# Ch 13: Projections and Orthogonalization

- content: pp. 363 - 388
- exercists: pp. 389 - 394

In [1]:
import numpy as np
from matplotlib import pyplot as plt

### Intro

The goal of this chapter is to introduce a framework for projecting one space onto another space (e.g. a 3D shape forming a 2D shadow).  This framework forms the basis for orthogonalization and for an algorithm called *linear least-squares*, which is the primary method for estimating parameters and fitting models to data, and is therefore one of the most important algorithms in applied mathematics, including control engineering, statistics, and machine learning.  Along the way, we'll also rediscover the left inverse.

## 13.1 Projections in $\mathbb{R}^2$

We're going to discover a formula for projecting a point onto a line, and then generalize that formula to other projections.
- start with:
  - a vector $a$
  - point $b$ not on $a$
  - scalar $\beta$ such that $\beta a$ is as close to $b$ as possible without leaving $a$
- the question is, where do we place $\beta$ so that the point $\beta a$ is as close as possible to point $b$?
- the answer: when the line from $\beta a$ to $b$ is at a right angle to $a$. (i.e. orthogonal)

- we can express the line from point $b$ to point $\beta a$ as a subtraction from vector $b$.
- thus, the expression for the line is $b - \beta a$
- Importantly, vectors $a$ and $(b - \beta a)$ are orthogonal / perpendicular
$$(b - \beta a) \perp a$$
- and since they are orthogonal, that means that the dot product between them is 0, so we can rewrite the equation as:
$$(b - \beta a)^T a = 0$$

- from here, we can use algebra to solve for $\beta$
$$a^T(b - \beta a) = 0$$
$$a^Tb - \beta a^Ta = 0$$
$$\beta a^Ta = a^Tb$$
$$\beta = \frac{a^Tb}{a^Ta}$$
*(note that dividing both sides by $a^Ta$ is valid because it is a scalar)*

### Notation
- Projections of $b$ onto the subspace defined by vector $a$ is typically written as
$$proj_a(b)$$
- note that it can be tricky to remember which is projecting onto which in $proj_a(b)$ or $proj_b(a)$
  - a memory trick is that the **Subspace goes in the Subscript**

### Equation for the projection of a point onto a line
$$proj_a(b) = \frac{a^Tb}{a^Ta}a$$

### Example:

$$a = 
\begin{bmatrix}
-2 \\
-1
\end{bmatrix},
b = (3, -1)$$

$$
proj_a(b) = 
\frac
{
  \begin{bmatrix}
  -2 \\
  -1
  \end{bmatrix}^T
  \begin{bmatrix}
  3 \\
  -1
  \end{bmatrix}
}
{
  \begin{bmatrix}
  -2 \\
  -1
  \end{bmatrix}^T
  \begin{bmatrix}
  -2 \\
  -1
  \end{bmatrix}
}
\begin{bmatrix}
-2 \\
-1
\end{bmatrix}
= 
\frac{-6 + 1}{4 + 1}
\begin{bmatrix}
-2 \\
-1
\end{bmatrix}
=
-1
\begin{bmatrix}
-2 \\
-1
\end{bmatrix}
$$

- notice that $\beta = -1$
- thus, we are projecting "backwards" onto the vector.
- this makes sense when we think of $a$ as being a basis vector for a 1D subspace that is embedded in $\mathbb{R}^2$ 

### Reflection
*Mapping over magnitude:*  Meditating on the projection equation will reveal that it is a mapping between two vectors, scaled by the squared length of the "target" vector.  It's useful to understand this intuition (mapping over magnitude), because many computations in linear algebra and its applications (e.g. correlation, convolution, normalization) involve some kind of mapping divided by some kind of magnitude or norm.

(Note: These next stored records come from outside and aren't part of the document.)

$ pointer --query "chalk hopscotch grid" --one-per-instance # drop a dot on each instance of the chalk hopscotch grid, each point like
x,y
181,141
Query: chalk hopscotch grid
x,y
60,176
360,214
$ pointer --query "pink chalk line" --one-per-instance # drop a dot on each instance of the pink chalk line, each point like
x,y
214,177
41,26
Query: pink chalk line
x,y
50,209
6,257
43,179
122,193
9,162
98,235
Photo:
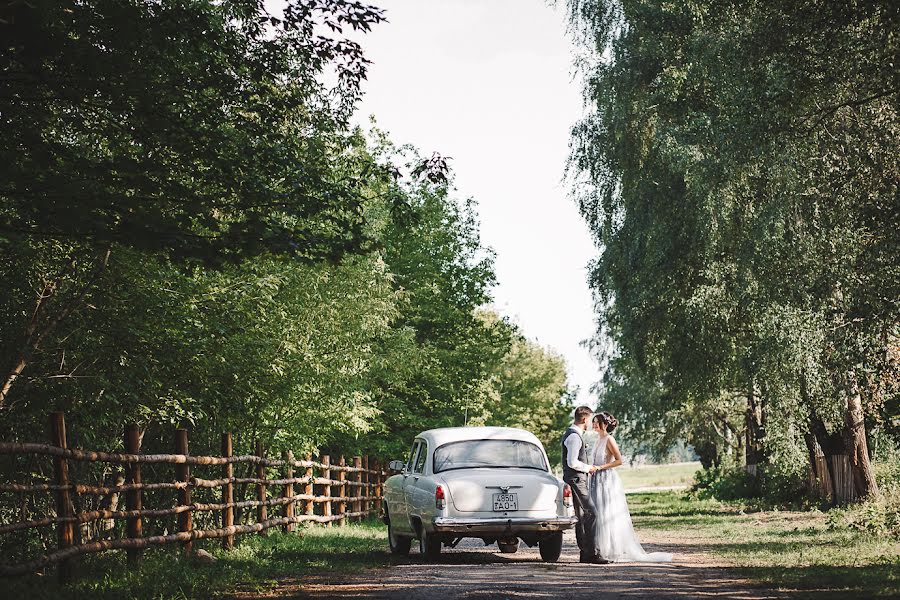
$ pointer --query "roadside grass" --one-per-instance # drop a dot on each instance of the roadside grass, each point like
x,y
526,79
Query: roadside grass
x,y
784,549
659,475
256,564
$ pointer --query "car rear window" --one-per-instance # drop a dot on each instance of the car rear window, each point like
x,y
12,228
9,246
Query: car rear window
x,y
489,453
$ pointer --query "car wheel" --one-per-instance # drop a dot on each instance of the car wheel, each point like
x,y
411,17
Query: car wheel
x,y
429,545
551,547
398,544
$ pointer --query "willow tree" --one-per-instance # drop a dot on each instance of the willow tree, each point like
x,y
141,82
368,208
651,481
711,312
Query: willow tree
x,y
740,173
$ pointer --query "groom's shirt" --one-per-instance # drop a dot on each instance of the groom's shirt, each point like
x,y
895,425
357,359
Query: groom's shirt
x,y
574,452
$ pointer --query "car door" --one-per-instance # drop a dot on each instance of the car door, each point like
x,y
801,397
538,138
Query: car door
x,y
420,499
400,515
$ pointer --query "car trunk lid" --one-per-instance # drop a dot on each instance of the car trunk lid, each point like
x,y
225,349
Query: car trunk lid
x,y
475,490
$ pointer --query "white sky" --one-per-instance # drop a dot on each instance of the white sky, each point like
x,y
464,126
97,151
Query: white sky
x,y
488,83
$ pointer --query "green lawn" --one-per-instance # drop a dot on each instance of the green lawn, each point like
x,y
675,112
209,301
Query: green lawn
x,y
254,565
785,549
659,475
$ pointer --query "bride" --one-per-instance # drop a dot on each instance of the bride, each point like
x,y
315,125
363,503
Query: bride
x,y
614,533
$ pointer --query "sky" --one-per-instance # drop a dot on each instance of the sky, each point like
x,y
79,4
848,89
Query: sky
x,y
489,83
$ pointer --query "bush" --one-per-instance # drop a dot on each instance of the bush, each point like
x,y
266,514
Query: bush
x,y
878,516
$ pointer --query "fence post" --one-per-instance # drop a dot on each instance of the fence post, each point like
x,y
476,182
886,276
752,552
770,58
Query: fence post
x,y
183,474
357,489
326,491
309,489
227,490
133,498
342,492
261,512
288,492
378,480
366,487
65,531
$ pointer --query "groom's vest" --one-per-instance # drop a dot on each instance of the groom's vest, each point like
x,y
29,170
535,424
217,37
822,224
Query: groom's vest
x,y
582,453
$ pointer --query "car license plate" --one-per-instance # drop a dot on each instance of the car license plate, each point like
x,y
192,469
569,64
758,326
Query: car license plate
x,y
506,502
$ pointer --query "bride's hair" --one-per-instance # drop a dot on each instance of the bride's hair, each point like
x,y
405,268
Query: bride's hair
x,y
606,418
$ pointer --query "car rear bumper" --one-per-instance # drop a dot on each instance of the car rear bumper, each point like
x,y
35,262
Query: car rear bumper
x,y
499,526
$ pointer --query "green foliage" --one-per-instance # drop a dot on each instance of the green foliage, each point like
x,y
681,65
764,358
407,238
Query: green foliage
x,y
724,483
531,392
780,548
255,565
739,171
197,129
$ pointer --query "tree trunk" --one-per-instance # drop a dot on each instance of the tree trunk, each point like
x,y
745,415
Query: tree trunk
x,y
753,451
855,441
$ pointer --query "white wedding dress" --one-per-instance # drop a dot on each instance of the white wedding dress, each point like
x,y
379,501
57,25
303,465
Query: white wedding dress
x,y
613,531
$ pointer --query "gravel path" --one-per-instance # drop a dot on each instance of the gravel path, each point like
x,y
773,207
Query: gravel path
x,y
475,571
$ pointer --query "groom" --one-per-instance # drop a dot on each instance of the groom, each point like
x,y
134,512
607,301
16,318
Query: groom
x,y
575,472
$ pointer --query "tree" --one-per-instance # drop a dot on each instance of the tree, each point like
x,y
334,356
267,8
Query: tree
x,y
740,174
195,130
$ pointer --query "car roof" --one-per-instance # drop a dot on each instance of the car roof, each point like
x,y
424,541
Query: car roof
x,y
445,435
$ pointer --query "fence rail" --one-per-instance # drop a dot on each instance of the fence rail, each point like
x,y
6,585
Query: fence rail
x,y
345,493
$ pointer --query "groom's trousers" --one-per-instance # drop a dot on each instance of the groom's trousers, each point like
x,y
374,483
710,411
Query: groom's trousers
x,y
586,513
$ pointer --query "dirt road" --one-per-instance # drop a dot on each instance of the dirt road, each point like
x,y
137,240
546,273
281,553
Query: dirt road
x,y
474,571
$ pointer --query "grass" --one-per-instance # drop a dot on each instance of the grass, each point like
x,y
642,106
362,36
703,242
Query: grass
x,y
659,475
784,549
820,554
255,565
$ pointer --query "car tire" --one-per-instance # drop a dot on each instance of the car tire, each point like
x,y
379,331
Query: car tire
x,y
397,543
551,547
429,546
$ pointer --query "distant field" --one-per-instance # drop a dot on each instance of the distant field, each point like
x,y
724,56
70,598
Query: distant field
x,y
654,476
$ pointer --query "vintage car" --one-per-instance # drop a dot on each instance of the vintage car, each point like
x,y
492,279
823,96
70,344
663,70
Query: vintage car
x,y
492,483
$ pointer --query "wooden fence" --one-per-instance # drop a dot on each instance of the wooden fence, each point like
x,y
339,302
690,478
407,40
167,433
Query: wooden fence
x,y
331,492
841,490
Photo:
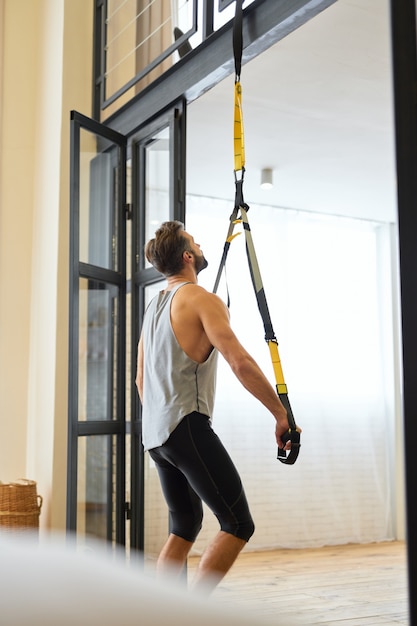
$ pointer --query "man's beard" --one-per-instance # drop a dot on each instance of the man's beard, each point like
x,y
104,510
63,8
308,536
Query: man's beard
x,y
200,263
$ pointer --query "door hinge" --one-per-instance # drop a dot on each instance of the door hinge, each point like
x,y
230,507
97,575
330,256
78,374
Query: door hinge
x,y
128,211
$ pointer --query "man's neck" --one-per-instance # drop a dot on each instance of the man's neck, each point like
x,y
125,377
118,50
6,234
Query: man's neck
x,y
183,277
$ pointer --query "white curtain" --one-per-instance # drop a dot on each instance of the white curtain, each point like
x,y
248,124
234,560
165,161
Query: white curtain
x,y
329,297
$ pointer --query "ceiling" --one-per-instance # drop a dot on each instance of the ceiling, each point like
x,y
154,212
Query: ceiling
x,y
318,110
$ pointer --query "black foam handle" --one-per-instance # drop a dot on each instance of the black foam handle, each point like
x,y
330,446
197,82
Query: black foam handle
x,y
292,435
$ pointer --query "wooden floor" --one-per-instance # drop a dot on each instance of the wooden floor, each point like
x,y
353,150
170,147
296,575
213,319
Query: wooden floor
x,y
353,585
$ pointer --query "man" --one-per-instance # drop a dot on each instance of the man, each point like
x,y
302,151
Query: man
x,y
184,328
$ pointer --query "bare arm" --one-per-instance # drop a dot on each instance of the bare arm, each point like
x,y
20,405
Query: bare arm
x,y
215,319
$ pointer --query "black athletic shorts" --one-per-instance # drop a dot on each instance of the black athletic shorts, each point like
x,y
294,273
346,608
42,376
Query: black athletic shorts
x,y
194,466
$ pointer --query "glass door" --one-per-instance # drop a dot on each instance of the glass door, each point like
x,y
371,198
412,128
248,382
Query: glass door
x,y
158,195
96,501
120,192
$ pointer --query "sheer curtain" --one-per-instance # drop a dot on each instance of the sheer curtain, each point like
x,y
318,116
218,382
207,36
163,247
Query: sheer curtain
x,y
329,298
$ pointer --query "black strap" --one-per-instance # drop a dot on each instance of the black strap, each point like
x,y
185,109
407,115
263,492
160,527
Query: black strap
x,y
241,207
238,38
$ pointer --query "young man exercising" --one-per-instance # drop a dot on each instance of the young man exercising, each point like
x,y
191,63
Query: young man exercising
x,y
184,328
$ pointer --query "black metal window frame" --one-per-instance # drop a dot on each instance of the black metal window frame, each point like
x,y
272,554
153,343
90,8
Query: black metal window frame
x,y
101,101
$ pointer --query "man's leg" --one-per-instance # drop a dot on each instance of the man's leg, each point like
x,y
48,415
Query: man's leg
x,y
173,556
216,561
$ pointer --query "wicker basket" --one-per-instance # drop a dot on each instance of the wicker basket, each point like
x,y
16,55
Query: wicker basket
x,y
20,506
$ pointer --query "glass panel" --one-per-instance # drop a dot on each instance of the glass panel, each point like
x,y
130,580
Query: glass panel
x,y
98,201
138,33
96,488
157,182
98,318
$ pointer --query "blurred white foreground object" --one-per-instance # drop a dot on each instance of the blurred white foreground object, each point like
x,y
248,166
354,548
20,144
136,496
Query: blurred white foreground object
x,y
50,582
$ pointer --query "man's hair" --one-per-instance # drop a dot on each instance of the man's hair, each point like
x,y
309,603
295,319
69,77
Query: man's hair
x,y
165,250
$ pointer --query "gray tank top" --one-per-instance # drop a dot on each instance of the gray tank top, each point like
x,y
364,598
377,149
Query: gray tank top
x,y
173,384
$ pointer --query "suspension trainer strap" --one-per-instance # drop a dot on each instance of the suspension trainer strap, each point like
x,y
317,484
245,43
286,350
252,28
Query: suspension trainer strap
x,y
238,142
293,433
239,215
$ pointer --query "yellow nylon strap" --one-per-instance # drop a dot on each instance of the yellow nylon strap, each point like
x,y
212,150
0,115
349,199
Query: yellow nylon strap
x,y
276,363
239,143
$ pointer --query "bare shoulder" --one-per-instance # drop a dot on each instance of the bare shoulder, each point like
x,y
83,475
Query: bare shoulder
x,y
200,296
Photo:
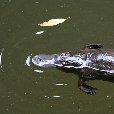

## 13.2 Projections in $\mathbb{R}^N$

- now that we can project a point onto a line, we're going to extend this by projecting a point onto any dimensional subspace
- we begin by replacing vector $a$ (which is a 1D subspace) with matrix $A$, the columns of which form a subspace with some dimensionality betweeen 1 and the matrix rank.
- point $b$ is still the same.
- Because $A$ has multiple columns, we also need to replace scalar $\beta$ with a vector.  We'll call that vector $x$

$$A^T(b-Ax)=0$$
$$A^Tb - A^TAx=0$$
$$A^TAx=A^Tb$$
- unlike before, we can't divide by $A^TA$ because it is a matrix
- So instead, we'll left multiply by the inverse (since that is essentially dividing by a matrix)
$$x=(A^TA)^{-1} A^Tb$$

- Note thta $A^TA$ must be square and full rank for this equation to be valid
- $A^TA$ is always square (so that is given)
- $A^TA$ is full rank only when $A$ is full column rank

### Code

In [2]:
# calculate least squares in Python
A = [[1,2],[3,1],[1,1]]
b = [5.5, -3.5, 1.5]
np.linalg.lstsq(A,b, rcond=None)[0]   # note: a "FutureWarning popped up recommending to add `rcond=None`"

array([-2.5,  4. ])

## 13.3 Orthogonal and parallel vector components

- in this section, we'll learn how to decompose one vector into two separate vectors that are orthogonal to each other, and that have a special relationship to a 3rd vector.
- Begin with an example:
  - start with 2 vectors: $w$ (target vector), and $v$ (reference vector)
  - we want to break up $w$ into two separate vectors, one *parallel* to $v$, and the other *perpendicular* to $v$
    - the component of $w$ that is parallel to $v$ is labeled $w_{||v}$
    - the component of $w$ that is perpendicular to $v$ is labeled $w_{\perp v}$
  - these two components sum to form w.  In other words:
$$w = w_{|| v} + w_{\perp v}$$

### Parallel component

- if w and v have their tails at the same point, then the component of w that is parallel to v is simply collinear with v.
- in other words, $w_{||v}$ is a scaled version of v.
- If we think about it, this is exactly what we did previously with projections!  So let's grab the formula and use it here.
$$w_{||v} = proj_v(w) = \frac{w^Tv}{w^Tv}v$$

### Perpendicular component

- to solve for $w_{\perp v}$, recall that the vector w is the sum of the parallel and perpendicular components
$$w_{\perp v} = w - w_{||v}$$

### Summary of equations decomposing a vector relative to another vector
$$w = w_{|| v} + w_{\perp v}$$
$$w_{||v} = proj_v(w) = \frac{w^Tv}{w^Tv}v$$
$$w_{\perp v} = w - w_{||v}$$

Tip to remember the formulas:
- because $w_{||v}$ is parallel to v, it's really the same as vector v but scaled.
- thus $w_{||v} = \alpha v$

### Reflection
The geometric representations easily demonstrate that the algebra is correct.  Whenever possible, you should learn math by solving problems where you can *see* the correct answer, and working on more challenging problems only after understanding the concept and algorithm in teh visualizable examples.  The same principle underlies the motivation to test statistical analysis methods on simulated data (where the ground truth is known) before applying those methods to empirical data (where ground truth is usually unknown).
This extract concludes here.